Bremerton paramedics changed by work in Haiti

Sam Hernandez served in the Air Force and Army and has been a paramedic for 20 years. He isn’t shocked by much. But he came back from Haiti in May as a changed man. “It will take awhile for me to think like an American again,” he told his girlfriend and son, finding himself impatient with complaints that paled in comparison to the problems in the earthquake-ravaged country.

Sam Hernandez served in the Air Force and Army and has been a paramedic for 20 years. He isn’t shocked by much. But he came back from Haiti in May as a changed man.

“It will take awhile for me to think like an American again,” he told his girlfriend and son, finding himself impatient with complaints that paled in comparison to the problems in the earthquake-ravaged country.

Missy Griffith came home last month to a 4-year-old daughter, wondering what kind of values she could pass on after what she’d seen — and wondered how she could do more to help.

“It was so hard leaving,” she said. “The only thing I could think about was coming back.”

Hernandez spent eight days in Port-au-Prince, and said it changed his life. Griffith spent 10, and said it changed her outlook.

The two Bremerton paramedics volunteered in Haiti with Disaster Response Northwest, a Washington-based non-profit founded in February to send medical professionals to communities reeling from disasters. The group has been active in Haiti since February, following the Jan. 12 magnitude 7.0 earthquake near the capital of Port-au-Prince and plans to establish an ambulance service in Sierra Leone in October. Though Hernandez and Griffith were happy to do what they could to improve the lives of Haitians, the two faced a culture shock coming back home and are drawn to return to the humanitarian work they say opened their eyes.

Griffith worked on a team of eight medical professionals at a clinic set up in a toppled amusement park in Port-au-Prince. Though she could help offer treatment for the diseases and injuries that came to her door, she was frustrated that they were only temporary fixes for people in a society suffering poverty and starvation.

“We can’t actually fix the problems,” she said. “It was hard in that you’re kind of putting a Band Aid on a lot of these things. But you can’t actually change their situation.”

Hernandez treated patients in a Port-au-Prince trauma center run by the University of Miami. Though he is trained to deal with “the worst society has to offer,” the hardest experience for him was seeing preventable injuries stemming from cultural differences he’d never before witnessed. He recalled a burn victim, a 12- or 13-year-old girl whose parents set her on fire because they believed it would chase out the demons they thought were causing her seizures. The girl went untreated for 12 days.

“It was a wake-up call to how good we really have it here,” Hernandez said, comparing his access to a warm bed, movies and Chinese takeout delivery in the U.S. to the Haitians’ lives in tents among the earthquake rubble.

For both paramedics, their time in Haiti was a practice of medical improvisation, where the routines and protocols that pace their lives in the U.S. are thrown out the window.

“We showed up not really knowing what we were getting into,” said Griffith, who couldn’t conduct routine x-rays or blood tests at her resource-poor clinic. “It was very by-the-seat-of-your-pants medicine.”

On Hernandez’s second day in Haiti, he helped respond to a truck collision that injured 30, with a team of people whose names he barely knew.

“Rank, title meant nothing,” he said. “If you were capable of doing it, you did it – just to make it happen.”

The crises Hernandez and Griffith saw changed their perceptions on the emergencies they respond to at home and even family complaints.

“You’re out of Cheerios?” Hernandez said, incredulous. “You’re kidding me,”

Hernandez said he is getting back to being more sympathetic to 911 callers here whose fixable problems often seem insignificant compared to crises in Haiti, where people fight to survive.

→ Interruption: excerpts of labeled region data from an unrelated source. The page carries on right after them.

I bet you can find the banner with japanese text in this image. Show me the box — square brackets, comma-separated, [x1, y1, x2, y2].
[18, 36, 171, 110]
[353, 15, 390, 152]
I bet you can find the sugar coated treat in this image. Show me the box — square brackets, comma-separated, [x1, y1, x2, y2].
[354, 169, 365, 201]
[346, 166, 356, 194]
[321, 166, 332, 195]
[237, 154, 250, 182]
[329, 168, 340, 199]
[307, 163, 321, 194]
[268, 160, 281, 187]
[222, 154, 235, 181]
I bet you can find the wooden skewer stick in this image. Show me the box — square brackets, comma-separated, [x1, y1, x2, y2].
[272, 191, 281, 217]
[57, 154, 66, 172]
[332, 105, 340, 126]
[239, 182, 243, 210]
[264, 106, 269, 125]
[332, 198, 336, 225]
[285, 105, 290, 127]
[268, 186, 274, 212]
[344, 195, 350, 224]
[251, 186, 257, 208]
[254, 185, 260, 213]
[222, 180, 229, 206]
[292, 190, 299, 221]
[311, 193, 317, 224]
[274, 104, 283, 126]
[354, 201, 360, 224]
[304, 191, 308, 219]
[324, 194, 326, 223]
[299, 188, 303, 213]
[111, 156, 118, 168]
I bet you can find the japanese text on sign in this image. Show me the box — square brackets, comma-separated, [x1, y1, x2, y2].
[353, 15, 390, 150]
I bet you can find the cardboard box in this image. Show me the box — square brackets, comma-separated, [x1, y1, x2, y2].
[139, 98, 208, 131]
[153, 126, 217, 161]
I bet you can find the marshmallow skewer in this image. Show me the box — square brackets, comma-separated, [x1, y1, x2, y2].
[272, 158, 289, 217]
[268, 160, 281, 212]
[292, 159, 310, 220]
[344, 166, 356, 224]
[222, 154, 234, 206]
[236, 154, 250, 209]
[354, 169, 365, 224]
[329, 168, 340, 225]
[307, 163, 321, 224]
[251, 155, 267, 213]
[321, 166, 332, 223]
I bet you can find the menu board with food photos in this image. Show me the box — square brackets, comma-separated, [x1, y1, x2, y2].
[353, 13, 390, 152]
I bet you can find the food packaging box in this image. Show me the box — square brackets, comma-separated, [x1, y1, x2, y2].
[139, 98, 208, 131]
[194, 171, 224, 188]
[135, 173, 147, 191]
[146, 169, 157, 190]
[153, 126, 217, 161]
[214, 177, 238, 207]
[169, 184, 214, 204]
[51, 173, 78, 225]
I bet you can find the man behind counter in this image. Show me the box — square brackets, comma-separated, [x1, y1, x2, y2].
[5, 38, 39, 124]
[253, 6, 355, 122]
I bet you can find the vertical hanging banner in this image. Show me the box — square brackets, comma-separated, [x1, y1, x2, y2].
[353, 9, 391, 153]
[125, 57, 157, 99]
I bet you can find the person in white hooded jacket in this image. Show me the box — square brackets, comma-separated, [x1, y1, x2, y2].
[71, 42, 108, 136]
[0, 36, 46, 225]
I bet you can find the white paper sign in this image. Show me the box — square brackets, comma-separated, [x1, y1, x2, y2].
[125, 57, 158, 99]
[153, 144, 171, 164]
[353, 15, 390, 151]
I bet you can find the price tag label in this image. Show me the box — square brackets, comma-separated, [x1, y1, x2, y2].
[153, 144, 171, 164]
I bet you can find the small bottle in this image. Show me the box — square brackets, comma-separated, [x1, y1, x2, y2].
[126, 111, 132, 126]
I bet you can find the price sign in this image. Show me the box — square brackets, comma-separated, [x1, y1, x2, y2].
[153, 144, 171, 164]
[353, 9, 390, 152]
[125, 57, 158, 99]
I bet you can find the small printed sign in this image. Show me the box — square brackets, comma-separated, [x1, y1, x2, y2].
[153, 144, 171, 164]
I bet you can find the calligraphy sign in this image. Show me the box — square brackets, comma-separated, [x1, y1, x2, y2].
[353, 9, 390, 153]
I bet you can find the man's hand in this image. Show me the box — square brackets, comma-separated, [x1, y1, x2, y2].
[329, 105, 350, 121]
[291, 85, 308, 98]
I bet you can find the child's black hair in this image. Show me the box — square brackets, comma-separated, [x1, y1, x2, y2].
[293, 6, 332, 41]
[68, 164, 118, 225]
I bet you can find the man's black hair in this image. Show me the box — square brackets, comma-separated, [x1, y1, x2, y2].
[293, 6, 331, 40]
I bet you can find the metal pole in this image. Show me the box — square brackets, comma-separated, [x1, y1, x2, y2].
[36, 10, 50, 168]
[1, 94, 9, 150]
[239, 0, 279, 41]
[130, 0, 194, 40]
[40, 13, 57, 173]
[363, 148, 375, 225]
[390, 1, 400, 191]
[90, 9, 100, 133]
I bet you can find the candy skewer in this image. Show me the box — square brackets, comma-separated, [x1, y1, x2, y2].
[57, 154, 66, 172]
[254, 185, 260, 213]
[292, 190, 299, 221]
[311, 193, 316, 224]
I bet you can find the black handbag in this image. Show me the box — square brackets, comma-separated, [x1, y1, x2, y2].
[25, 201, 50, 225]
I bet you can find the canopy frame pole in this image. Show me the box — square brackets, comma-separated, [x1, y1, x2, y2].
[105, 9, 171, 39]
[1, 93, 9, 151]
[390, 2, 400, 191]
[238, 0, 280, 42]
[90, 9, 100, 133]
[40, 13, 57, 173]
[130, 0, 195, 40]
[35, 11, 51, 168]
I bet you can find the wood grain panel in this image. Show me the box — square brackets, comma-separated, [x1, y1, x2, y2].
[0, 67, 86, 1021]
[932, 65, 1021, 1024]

People who call in emergencies in the U.S. are often sick because of preventable things such as excessive smoking or eating, Griffith said – a mockery of sorts to those starving and with no resources.

Hernandez and Griffith know they could not change the life situations of those they helped it Haiti – they had no closure when they left because their work felt incomplete, they said.

“You can spend your entire life there and feel like you haven’t put a dent in it,” Griffith said. “I wanted so bad to be in that world and doing what I can to make it better.”

In coming back home, they even felt guilty.

“I felt that by leaving I was doing a disservice,” Hernandez said.

But, each with hopes to continue humanitarian aid in either Haiti or elsewhere in the world, they know they can improve lives one by one.

“There’s so much more to do,” Griffith said.